Low rates can mean a better spread between the costs of deposits versus revenue from loans. That margin increased by 11 basis points for the bank in the first quarter, which Colombo called “really good.” That spread is being helped by greater returns for the bank from the higher rates on its portfolios of loans, cash and securities.

The relationship-banking model and focus on business services have helped with deposit costs. About 49 percent of deposits are demand accounts such as checking, and the largest among those are for businesses, according to Tani Girton, chief financial officer. Firms such as construction companies, advertising agencies and manufacturers bid on projects, get contracts funded then disperse money to fulfill orders.

“Those are attractive, because money typically sits in demand accounts,” Girton said. “We try to build relationships.”

While increasing rates are allowing Bank of Marin to price higher short-term borrowing such as lines of credit, there is still a lot of competition on longer-term term financing - three-, five- or seven-year fixed-rate loans - so rates on that haven’t moved up much, Colombo said.

“Banks are looking for growth in their assets with loans, and competition remains strong,” he said.

The increase in interest rates doesn’t appear to have slowed demand for loans overall, said Jim Kimball, chief operating officer.

Two areas of active lending activity for the bank in the first quarter were Oakland and Napa, Colombo said. “We’re seeing increased opportunities with the former Bank of Napa, because they were limited with their lending limits,” he said.

Bank of Napa’s lending cap tended to be $5 million, while Bank of Marin’s is $50 million, with the largest current loans in the $20 million–$30 million range.

“That opens opportunities with existing clients,” Colombo said.

The Novato-based institution also announced Monday it will buy back up to $25 million in common stock through May 1 and pay a larger dividend.

“We have very high capital levels, so this speaks to that, it drives capital levels down, so our returns on equity are better,” Colombo said. “We found on the M&A side, as we talked to banks that have completed acquisitions like Bank of Napa, those were all stock. So you don’t need to keep the dry powder when you have a stock acquisition.”

It is estimated that it will take the bank five quarters to earn back the $25 million, Colombo said.

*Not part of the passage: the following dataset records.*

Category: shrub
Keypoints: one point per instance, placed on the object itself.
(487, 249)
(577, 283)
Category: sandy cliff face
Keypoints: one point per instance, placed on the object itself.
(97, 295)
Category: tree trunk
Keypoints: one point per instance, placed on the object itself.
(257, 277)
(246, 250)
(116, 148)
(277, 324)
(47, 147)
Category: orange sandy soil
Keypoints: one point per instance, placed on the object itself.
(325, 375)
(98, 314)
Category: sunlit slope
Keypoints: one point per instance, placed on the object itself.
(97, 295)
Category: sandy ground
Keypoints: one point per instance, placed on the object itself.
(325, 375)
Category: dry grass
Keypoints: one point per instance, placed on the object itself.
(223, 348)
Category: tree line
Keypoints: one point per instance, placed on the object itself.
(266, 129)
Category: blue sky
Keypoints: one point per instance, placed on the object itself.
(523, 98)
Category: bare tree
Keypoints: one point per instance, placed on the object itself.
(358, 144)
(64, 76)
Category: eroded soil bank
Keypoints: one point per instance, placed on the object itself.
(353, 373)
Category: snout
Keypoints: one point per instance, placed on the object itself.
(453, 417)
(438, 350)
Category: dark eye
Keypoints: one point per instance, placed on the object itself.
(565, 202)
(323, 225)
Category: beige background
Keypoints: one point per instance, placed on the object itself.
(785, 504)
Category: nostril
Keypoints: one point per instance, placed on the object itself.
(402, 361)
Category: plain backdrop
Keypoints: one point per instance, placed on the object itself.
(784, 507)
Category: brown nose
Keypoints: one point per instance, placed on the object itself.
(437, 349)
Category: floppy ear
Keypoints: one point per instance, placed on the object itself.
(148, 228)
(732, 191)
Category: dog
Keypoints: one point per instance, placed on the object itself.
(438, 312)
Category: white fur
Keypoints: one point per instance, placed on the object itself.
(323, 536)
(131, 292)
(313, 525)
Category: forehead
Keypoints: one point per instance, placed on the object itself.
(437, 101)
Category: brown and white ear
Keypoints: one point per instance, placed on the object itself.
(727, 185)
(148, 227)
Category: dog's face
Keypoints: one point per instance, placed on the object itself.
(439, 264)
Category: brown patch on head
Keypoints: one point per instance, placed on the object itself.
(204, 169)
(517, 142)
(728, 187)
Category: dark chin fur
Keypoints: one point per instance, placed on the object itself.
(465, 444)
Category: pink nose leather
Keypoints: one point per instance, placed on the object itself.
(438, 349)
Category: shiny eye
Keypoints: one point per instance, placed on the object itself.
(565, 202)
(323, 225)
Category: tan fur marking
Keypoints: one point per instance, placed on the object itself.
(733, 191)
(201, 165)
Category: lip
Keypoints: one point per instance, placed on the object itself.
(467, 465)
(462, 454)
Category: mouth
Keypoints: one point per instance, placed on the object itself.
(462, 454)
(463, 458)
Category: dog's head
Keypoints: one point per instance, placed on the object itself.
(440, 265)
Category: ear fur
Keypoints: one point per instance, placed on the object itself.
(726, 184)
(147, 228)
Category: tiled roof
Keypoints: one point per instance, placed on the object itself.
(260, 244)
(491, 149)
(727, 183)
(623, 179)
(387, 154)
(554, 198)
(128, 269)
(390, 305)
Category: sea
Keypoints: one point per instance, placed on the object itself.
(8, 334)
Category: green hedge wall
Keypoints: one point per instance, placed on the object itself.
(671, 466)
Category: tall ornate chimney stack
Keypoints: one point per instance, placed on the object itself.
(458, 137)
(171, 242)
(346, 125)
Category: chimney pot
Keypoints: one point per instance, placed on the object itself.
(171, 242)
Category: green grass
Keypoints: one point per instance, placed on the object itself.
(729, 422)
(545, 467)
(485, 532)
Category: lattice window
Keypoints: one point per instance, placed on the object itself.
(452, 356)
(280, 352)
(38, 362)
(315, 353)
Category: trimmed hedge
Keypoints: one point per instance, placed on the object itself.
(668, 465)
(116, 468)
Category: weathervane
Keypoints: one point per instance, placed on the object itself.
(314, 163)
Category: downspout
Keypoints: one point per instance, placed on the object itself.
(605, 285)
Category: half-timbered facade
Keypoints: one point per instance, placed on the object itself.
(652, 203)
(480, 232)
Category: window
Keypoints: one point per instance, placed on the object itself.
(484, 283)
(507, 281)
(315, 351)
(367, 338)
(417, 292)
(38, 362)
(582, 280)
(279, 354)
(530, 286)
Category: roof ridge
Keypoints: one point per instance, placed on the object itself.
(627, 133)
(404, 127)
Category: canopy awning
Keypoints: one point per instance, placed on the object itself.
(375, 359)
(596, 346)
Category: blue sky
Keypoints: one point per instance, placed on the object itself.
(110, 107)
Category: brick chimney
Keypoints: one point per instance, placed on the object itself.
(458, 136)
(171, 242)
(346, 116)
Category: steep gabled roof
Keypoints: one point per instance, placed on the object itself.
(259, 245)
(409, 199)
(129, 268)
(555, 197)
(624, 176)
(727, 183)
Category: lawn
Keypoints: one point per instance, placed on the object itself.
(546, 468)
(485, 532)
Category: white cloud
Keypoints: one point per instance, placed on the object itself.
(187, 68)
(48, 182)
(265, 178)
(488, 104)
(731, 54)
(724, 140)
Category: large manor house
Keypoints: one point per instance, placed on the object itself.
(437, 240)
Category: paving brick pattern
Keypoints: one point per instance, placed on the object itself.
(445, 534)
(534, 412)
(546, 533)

Bank of Marin Bancorp’s board of directors on April 20 declared its 52nd consecutive quarterly dividend. The cash dividend will be 31 cents per share, up 2 cents a share from the fourth quarter, to be paid May 11 to shareholders of record as of May 4.?Founded in 1989, Bank of Marin has assets of $2.5 billion and 23 offices in San Francisco, Marin, Napa, Sonoma and Alameda counties.

The closing price of Bank of Marin stock was $75.50 on Tuesday, up 3.0 percent from $73.30 on Monday and 8.3 percent from $69.65 on Friday.